Asia

Pandemic to paradise: Chinese tourists return to Bali after three years

DENPASAR, Indonesia: Donning yellow “Bali” hats featuring a surfer as the last letter, Chinese tourists walked along the Indonesian backpacker hotspot’s pristine blue waters, forgetting three years of COVID-19 misery.

Exploring turtle island, taking day trips to neighbouring Lombok and hitting Bali’s famed beaches, the world’s biggest-spending tourists were back after the Chinese New Year festivities kicked off and Beijing reopened to the world last month.

“I am especially happy to travel because, before the pandemic, I was someone who liked to travel a lot, going all over to see the sights, experience different cultures and people,” Li Zhao-long, a 28-year-old Internet company worker from Kunming in southwest Yunnan province, told AFP.

“Three years on, being able to come from China to Indonesia, I am extremely happy and overjoyed.”

Chinese holidaymakers have endured years of lockdowns and travel restrictions driven by Beijing’s fervent pursuit of its zero-COVID policy, followed by a sudden reopening and accompanying spike in infections.

Now, a lucky few armed with selfie sticks and clad in tropical shirts and straw hats are on long-awaited getaways to the Island of Gods.

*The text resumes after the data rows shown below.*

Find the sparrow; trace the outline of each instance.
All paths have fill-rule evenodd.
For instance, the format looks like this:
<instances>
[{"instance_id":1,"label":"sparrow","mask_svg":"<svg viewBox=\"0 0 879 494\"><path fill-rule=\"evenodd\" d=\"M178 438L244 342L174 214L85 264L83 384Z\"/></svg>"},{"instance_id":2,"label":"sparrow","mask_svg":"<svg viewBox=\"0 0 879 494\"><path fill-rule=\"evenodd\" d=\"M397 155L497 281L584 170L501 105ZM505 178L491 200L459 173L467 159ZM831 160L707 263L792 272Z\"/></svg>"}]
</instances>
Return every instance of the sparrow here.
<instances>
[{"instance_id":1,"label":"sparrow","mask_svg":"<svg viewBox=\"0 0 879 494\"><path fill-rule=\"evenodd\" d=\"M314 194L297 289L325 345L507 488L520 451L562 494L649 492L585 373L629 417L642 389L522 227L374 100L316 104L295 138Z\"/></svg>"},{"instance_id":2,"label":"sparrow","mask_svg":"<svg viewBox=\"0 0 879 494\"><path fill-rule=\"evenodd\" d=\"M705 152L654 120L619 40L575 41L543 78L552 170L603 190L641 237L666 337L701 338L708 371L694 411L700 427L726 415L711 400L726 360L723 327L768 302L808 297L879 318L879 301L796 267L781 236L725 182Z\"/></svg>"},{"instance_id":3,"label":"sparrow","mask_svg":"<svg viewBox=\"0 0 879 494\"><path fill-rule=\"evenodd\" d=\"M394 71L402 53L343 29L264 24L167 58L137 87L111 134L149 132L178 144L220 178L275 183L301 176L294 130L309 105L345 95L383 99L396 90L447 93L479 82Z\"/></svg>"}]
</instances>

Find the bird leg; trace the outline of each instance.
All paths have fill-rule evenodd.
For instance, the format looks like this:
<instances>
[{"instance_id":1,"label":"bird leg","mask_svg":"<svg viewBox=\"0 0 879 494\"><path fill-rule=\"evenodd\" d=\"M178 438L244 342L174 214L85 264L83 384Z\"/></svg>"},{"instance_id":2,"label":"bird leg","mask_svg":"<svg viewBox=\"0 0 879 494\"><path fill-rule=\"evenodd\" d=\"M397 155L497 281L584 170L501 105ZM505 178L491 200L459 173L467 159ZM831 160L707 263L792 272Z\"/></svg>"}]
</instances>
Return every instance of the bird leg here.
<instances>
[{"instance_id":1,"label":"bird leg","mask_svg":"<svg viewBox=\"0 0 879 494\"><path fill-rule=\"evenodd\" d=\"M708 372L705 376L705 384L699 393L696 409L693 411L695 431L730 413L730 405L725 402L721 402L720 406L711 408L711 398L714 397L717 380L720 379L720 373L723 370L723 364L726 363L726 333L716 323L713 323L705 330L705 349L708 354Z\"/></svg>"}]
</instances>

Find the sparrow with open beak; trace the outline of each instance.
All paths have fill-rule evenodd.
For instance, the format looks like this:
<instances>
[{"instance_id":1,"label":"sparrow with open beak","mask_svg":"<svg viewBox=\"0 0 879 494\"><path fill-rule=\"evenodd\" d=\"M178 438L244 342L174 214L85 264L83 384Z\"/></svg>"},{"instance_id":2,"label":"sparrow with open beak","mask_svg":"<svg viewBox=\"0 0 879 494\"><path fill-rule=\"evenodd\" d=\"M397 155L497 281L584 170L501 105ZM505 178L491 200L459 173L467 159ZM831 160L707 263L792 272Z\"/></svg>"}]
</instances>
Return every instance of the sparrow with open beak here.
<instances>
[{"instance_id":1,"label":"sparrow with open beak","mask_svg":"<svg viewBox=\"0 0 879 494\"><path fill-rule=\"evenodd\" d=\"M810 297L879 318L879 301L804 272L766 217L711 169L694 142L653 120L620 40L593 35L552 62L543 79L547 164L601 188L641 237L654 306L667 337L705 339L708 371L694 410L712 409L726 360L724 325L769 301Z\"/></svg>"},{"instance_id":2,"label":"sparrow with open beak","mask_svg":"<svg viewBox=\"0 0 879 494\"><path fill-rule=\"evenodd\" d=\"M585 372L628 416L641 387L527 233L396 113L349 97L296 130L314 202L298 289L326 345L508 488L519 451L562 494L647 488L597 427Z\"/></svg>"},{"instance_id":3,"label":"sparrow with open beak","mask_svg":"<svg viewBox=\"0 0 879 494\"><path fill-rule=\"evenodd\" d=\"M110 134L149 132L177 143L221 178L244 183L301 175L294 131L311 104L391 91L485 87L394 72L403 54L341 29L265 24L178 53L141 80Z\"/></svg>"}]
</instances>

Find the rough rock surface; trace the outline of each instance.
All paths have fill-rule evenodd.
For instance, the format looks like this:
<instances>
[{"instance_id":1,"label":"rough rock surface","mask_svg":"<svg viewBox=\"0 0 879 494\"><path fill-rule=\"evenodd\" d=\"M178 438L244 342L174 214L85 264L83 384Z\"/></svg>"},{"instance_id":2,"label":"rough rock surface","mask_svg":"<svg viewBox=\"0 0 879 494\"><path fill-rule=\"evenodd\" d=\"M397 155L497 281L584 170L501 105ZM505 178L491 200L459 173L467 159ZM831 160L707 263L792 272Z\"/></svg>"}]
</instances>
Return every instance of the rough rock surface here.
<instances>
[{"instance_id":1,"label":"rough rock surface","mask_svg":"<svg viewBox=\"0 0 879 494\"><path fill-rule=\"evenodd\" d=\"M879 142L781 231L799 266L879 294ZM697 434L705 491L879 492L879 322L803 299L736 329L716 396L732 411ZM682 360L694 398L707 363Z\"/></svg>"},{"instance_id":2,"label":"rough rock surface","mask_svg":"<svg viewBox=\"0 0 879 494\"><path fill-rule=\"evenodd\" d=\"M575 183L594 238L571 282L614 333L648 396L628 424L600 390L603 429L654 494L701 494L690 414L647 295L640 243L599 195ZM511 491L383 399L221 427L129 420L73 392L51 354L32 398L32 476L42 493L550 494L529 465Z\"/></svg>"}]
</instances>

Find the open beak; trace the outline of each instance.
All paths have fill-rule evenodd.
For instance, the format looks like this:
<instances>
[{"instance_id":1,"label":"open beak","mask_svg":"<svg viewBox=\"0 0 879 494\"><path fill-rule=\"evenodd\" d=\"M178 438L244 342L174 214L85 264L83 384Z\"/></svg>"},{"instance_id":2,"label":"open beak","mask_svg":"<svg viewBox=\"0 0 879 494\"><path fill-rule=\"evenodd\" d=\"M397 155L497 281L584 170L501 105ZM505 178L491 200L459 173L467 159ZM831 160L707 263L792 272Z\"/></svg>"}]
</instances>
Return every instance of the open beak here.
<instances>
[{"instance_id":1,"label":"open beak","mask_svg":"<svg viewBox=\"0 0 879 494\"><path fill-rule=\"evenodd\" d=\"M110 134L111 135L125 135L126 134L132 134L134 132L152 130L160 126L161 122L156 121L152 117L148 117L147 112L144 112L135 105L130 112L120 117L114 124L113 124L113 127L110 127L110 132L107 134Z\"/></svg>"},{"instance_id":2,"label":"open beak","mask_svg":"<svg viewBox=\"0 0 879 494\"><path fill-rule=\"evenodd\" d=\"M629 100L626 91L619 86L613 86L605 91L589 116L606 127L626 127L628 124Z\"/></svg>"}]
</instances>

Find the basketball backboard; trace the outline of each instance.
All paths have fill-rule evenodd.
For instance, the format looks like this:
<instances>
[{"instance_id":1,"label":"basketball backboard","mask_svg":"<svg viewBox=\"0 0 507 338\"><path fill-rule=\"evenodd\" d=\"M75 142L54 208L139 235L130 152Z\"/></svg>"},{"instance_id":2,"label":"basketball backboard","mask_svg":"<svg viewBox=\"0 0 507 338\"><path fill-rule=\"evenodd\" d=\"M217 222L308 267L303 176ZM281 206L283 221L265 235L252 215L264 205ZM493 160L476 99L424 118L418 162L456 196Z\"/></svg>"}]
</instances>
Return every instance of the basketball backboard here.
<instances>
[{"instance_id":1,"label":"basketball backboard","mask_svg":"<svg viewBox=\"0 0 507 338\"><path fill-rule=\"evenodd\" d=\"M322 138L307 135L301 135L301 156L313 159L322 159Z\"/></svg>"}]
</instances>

In recent years, Chinese visitor numbers to Bali plunged after both countries closed their borders at the height of the pandemic.

But Indonesia’s tourism minister said that Jakarta was aiming for a massive rebound from those lows, and estimated the country would welcome 253,000 Chinese tourists this year.

Balinese officials are even more bullish, hoping for the return of two-thirds of the 1.2 million Chinese visitors who came to the island pre-pandemic – making them the second biggest group of tourists behind Australians.